Bond yields should be lower. At least at the long-end.
That’s not an assessment based on any fair value model. And it’s not even my assessment. Rather, it’s what you might say if you were musing idly about recent macro developments and market pricing for the Fed.
“Inflation [was] whipped from 9% to 3% [and] everyone expects the Fed to fold [at] the first sign of trouble,” BofA’s Michael Hartnett remarked, noting that 110bps of cuts are still priced for 2024.
I’d note that 110bps next year wouldn’t count as especially aggressive. That’s just one 25bps increment per quarter, hardly indicative of panic easing. Still, Hartnett’s point is well taken.
But it’s not just Fed easing expectations and falling inflation in the US that ostensibly argue for lower long-end yields. Notwithstanding jobless claims that continue to defy expectations for an imminent surge, the labor market is cooling.
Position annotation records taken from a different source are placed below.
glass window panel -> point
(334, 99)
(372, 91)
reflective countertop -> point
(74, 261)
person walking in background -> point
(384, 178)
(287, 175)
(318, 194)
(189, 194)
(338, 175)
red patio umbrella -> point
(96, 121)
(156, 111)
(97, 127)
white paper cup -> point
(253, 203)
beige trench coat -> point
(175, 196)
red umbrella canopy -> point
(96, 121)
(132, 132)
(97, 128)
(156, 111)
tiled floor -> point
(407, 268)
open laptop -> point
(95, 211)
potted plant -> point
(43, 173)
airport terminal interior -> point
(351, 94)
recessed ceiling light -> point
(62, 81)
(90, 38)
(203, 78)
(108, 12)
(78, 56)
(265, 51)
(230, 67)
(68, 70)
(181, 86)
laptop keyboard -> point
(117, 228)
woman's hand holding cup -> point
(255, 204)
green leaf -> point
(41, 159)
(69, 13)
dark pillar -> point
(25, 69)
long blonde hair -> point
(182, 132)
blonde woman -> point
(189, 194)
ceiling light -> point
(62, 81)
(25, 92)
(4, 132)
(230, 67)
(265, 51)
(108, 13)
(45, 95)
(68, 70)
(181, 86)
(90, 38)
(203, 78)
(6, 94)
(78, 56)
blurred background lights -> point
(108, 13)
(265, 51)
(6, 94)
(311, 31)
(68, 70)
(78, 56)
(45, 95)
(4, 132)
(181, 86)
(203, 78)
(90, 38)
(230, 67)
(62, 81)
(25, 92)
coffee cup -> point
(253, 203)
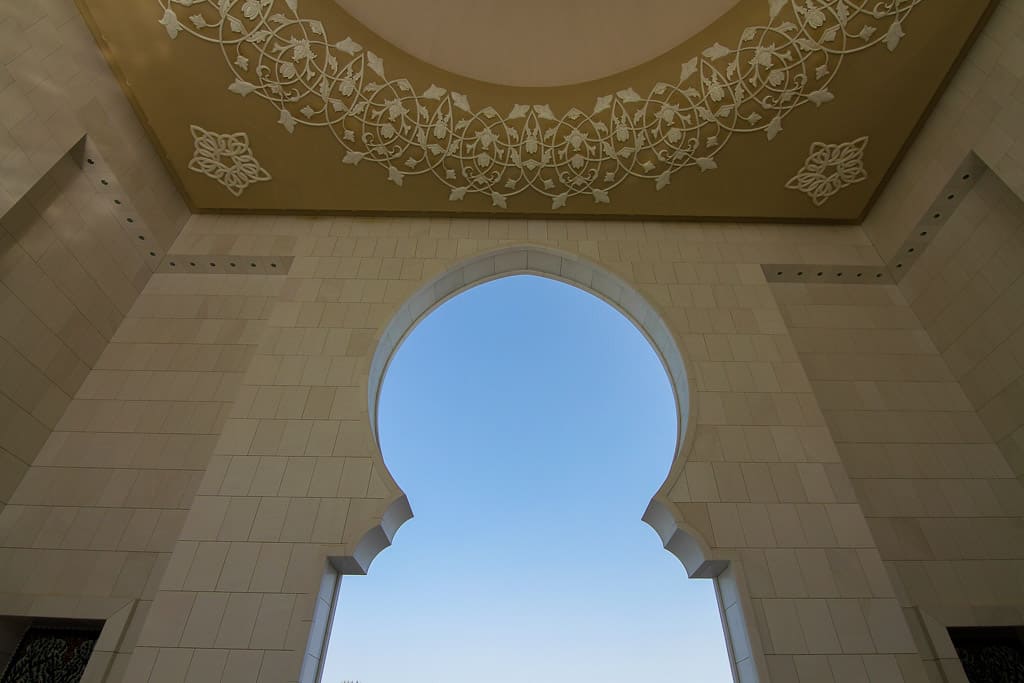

The pace of job creation continues to decelerate, but in benign fashion. Wage growth has receded in tandem.
Meanwhile, the European economy is stuck in neutral at best, Germany is in a recession and we all know what’s happening in China. Dual recessions in the world’s second- and fourth-largest economies don’t exactly scream for higher bond yields.
Oh, and then there’s the promise of an A.I.-enabled productivity boom, which would be disinflationary in the near-term, even if, as Hartnett not-so-subtly suggested, it might be a pipe dream.
So, what gives? Why are long-end yields stuck higher? Most of you can answer that question. It’s “because the term premium is rising due to big deficits and debt at a time of war not peace, protectionism not globalization, socialism not capitalism and labor not profits,” Hartnett wrote.
The figure above illustrates the labor over profits dynamic. Public support for unions is on the rise.
While we’d all (hopefully) agree that peace is preferable to war, market participants have an ingrained aversion to protectionism, socialism and labor, all of which in one way or another threaten to subtract from what’s “rightfully” due to shareholders.
Maybe — and I’m just tossing this out there — we should remind ourselves that shareholder capitalism isn’t the only kind of capitalism. If, in our determination and zeal to subjugate every other stakeholder to the profit motive, we create the social conditions under which desperate voters gravitate towards their party’s poles, we have only ourselves to blame when things go left — figuratively or literally.





Great point, very well said.
The most stunning point in this post was found in the next to last paragraph, starting: “… market participants. I’m not a socialist (although a quick tour through the Mayflower Compact will show that the Pilgrims surely were) although I was an econ major and at the tender age of 20 and I could see why so many of my fellows leaned in that direction. Like most other childhood ailments, the condition passed quietly in a couple years as I started my doctoral program in finance. I am, however, very sensitive to the plight of exploited workers. My family’s company was contracted with by the UAW, 15 miles from a dying automaker (Studebaker). I helped negotiate two contracts for our firm. The union president was truly illiterate, couldn’t actually read the contracts and signed with an X. Compared to our competitors we were the ones being exploited and that didn’t leave me as a great supporter of unionized labor. However, soon after taking my first solid job as a prof at a unionized regional state university, I soon discovered what exploited labor really looked like. Our faculty earned average pay 45% below that of faculty at the state’s flagship university in similar positions. It was so embarrassing that our Provost called me, after a couple years when I got tenure, and asked me to join the union and become a negotiator for the faculty. It turned out that our pitiful salary and benefit levels to which we were subjected, were also punishing the administrators we worked for. He begged me to get the union to ask for significant economic improvements, promising to agree to our “demands,” helping us and themselves as well. Altogether, I negotiated five contracts for the faculty (and worked for management on one other). The lot of the faculty was improved but I know it is once again under pressure.
While shareholders are entitled to a fair return on their investments, so, too, should people who do the work that makes the company’s profit be paid a “living wage.” I don’t know where this puts me on the social scale (don’t care about labels) but neither do I care much for “market participants” who gladly extract as much as they can from the people who actually create the basic values they enjoy. The stock market is a garage sale where “greater fools” are happy to gamble their “dry powder” based on the hard work of people who ultimately can’t save enough to fix a flat or a broken clothes dryer. To this my sense of justice cries enough! Market participants can take a hike. I’m a bit weary of donating a quarter of my income every year for those in need to help clean up the mess those gamblers leave behind.
H. I have always been pleased to see you sincerely populate these pages with sensitivity to those in the bottom 50%. Thanks very much for that.